One of the challenges of the book of Job is that we get to the end of the book and God says that Job was right and his three friends were wrong. And not just a little wrong. They need sacrifices offered for their sins and prayers of intercession offered for their wrong words. Because they did not speak what was right concerning God.
This means that 3/4 of most of the book of Job is pronounced “wrong” by God, which is a little disconcerting because there we were reading along and feeling that Job’s friends were making good points here and there, and golly, certain sections sound just like other things we might read in Scripture.
In fact, portions of what Job’s friends say are almost word for word from Proverbs. Huh, we say, so how does that work? It’s wrong when Eliphaz says it, but it’s right when Solomon says it?

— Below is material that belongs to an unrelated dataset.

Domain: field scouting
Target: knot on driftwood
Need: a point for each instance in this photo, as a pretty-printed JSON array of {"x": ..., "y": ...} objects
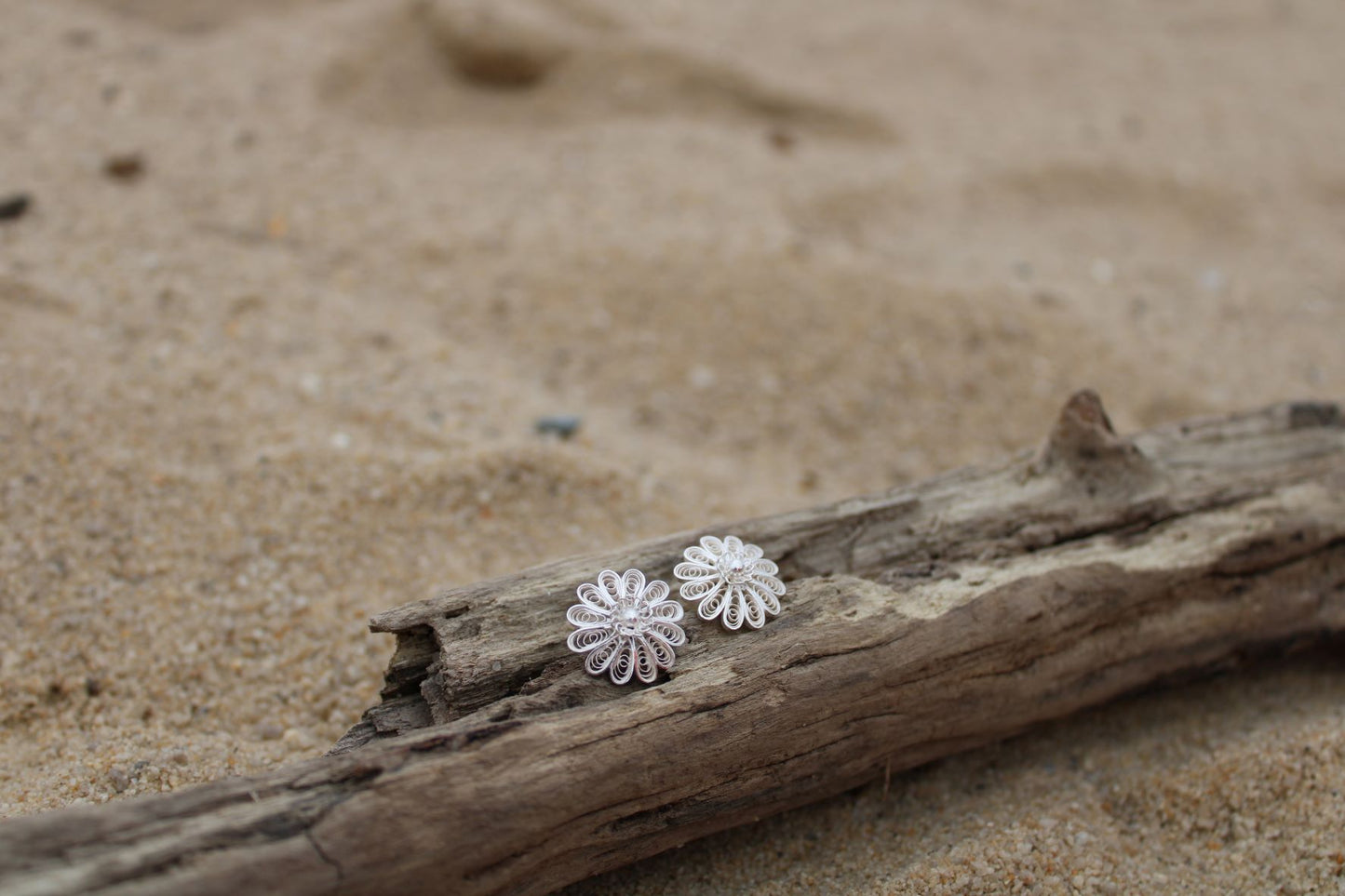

But it’s comforting to know that we aren’t the only ones who see truth in the speeches of the three friends. The Apostle Paul was also taken in by this ploy, and he goes so far as to use it in his letter to the Corinthians. As Eliphaz points out in his first speech to Job, “He catches the wise in their own craftiness” (Job 5:13, 1 Cor. 3:19). Paul understands Eliphaz to be making a true statement, and applies it to the Corinthians who thought the rivalry and sectarian behavior of the world was the same kind of wisdom needed to build the house God. Paul says it isn’t, and He warns them that that kind of wisdom is actually the craftiness of the devil. And God catches those snakes in their own pits and nets.
So all that say, this suggests that our understanding of God’s judgment at the end of Job must include Paul’s usage. In other words, God’s judgment is not just content of the words spoken but rather how they were spoken, when they were spoken, etc.